We think you need these skills to ace Research Associate in Modern Statistics, Global Health, and Conservation Ecology
Some tips for your application π«‘
Tailor Your CV: Make sure your CV is tailored to the role of Research Associate. Highlight your experience in modern statistics, global health, and conservation ecology. We want to see how your skills align with the exciting projects weβre working on!
Craft a Compelling Cover Letter: Your cover letter is your chance to shine! Use it to explain why youβre passionate about this role and how your background makes you a perfect fit. Donβt forget to mention any relevant collaborations or research that excites you about our work.
Showcase Your Technical Skills: Since this role involves Bayesian Statistics and AI, be sure to highlight your technical skills in these areas. We love seeing examples of your work, so if you have any projects or publications, include them to demonstrate your expertise!
Apply Through Our Website: We encourage you to apply through our website for a smooth application process. Itβs the best way for us to keep track of your application and ensure it gets the attention it deserves. We canβt wait to hear from you!
How to prepare for a job interview at The International Society for Bayesian Analysis
β¨Know Your Stats
Brush up on your knowledge of Bayesian statistics and spatio-temporal statistical inference tools. Be ready to discuss how you've applied these concepts in past projects or research, as this will show your understanding and relevance to the role.
β¨Research the Team
Familiarise yourself with the work of Dr Oliver Ratmann and the other leading researchers you'll be collaborating with. Mentioning their recent publications or ongoing projects during the interview can demonstrate your genuine interest and initiative.
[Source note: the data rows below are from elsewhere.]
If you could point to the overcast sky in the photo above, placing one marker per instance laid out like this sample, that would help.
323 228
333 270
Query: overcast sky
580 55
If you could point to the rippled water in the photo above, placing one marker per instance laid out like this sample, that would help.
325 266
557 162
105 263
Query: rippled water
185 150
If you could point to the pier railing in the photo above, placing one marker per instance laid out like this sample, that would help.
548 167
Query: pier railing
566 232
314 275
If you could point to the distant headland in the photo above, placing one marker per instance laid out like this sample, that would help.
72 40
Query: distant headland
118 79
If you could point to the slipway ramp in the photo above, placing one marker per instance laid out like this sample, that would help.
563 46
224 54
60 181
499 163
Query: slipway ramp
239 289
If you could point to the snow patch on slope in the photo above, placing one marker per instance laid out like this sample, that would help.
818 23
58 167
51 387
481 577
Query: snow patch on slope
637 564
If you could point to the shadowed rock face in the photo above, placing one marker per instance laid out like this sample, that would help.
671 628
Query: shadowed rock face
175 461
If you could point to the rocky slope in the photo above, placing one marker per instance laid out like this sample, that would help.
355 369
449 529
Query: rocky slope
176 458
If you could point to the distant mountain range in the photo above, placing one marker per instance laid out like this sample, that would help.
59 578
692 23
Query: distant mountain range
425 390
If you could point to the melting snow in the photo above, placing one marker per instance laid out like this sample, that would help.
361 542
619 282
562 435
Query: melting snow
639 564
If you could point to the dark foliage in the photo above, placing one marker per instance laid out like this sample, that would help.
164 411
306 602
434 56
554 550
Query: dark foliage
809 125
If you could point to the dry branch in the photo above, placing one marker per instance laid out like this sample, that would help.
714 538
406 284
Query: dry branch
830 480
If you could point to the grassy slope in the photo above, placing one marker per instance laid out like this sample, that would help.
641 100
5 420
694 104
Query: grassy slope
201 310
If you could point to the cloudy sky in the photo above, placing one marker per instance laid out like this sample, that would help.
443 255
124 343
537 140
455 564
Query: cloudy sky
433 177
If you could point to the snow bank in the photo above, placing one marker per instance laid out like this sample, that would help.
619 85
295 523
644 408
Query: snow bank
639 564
β¨Prepare for Technical Questions
Expect technical questions related to machine learning and modern statistics. Practise explaining complex concepts in simple terms, as you may need to communicate these ideas to non-experts in the field.
β¨Show Your Passion for Global Health
Be prepared to discuss why you're passionate about global health issues and conservation ecology. Share any relevant experiences or projects that highlight your commitment to making a difference in these areas.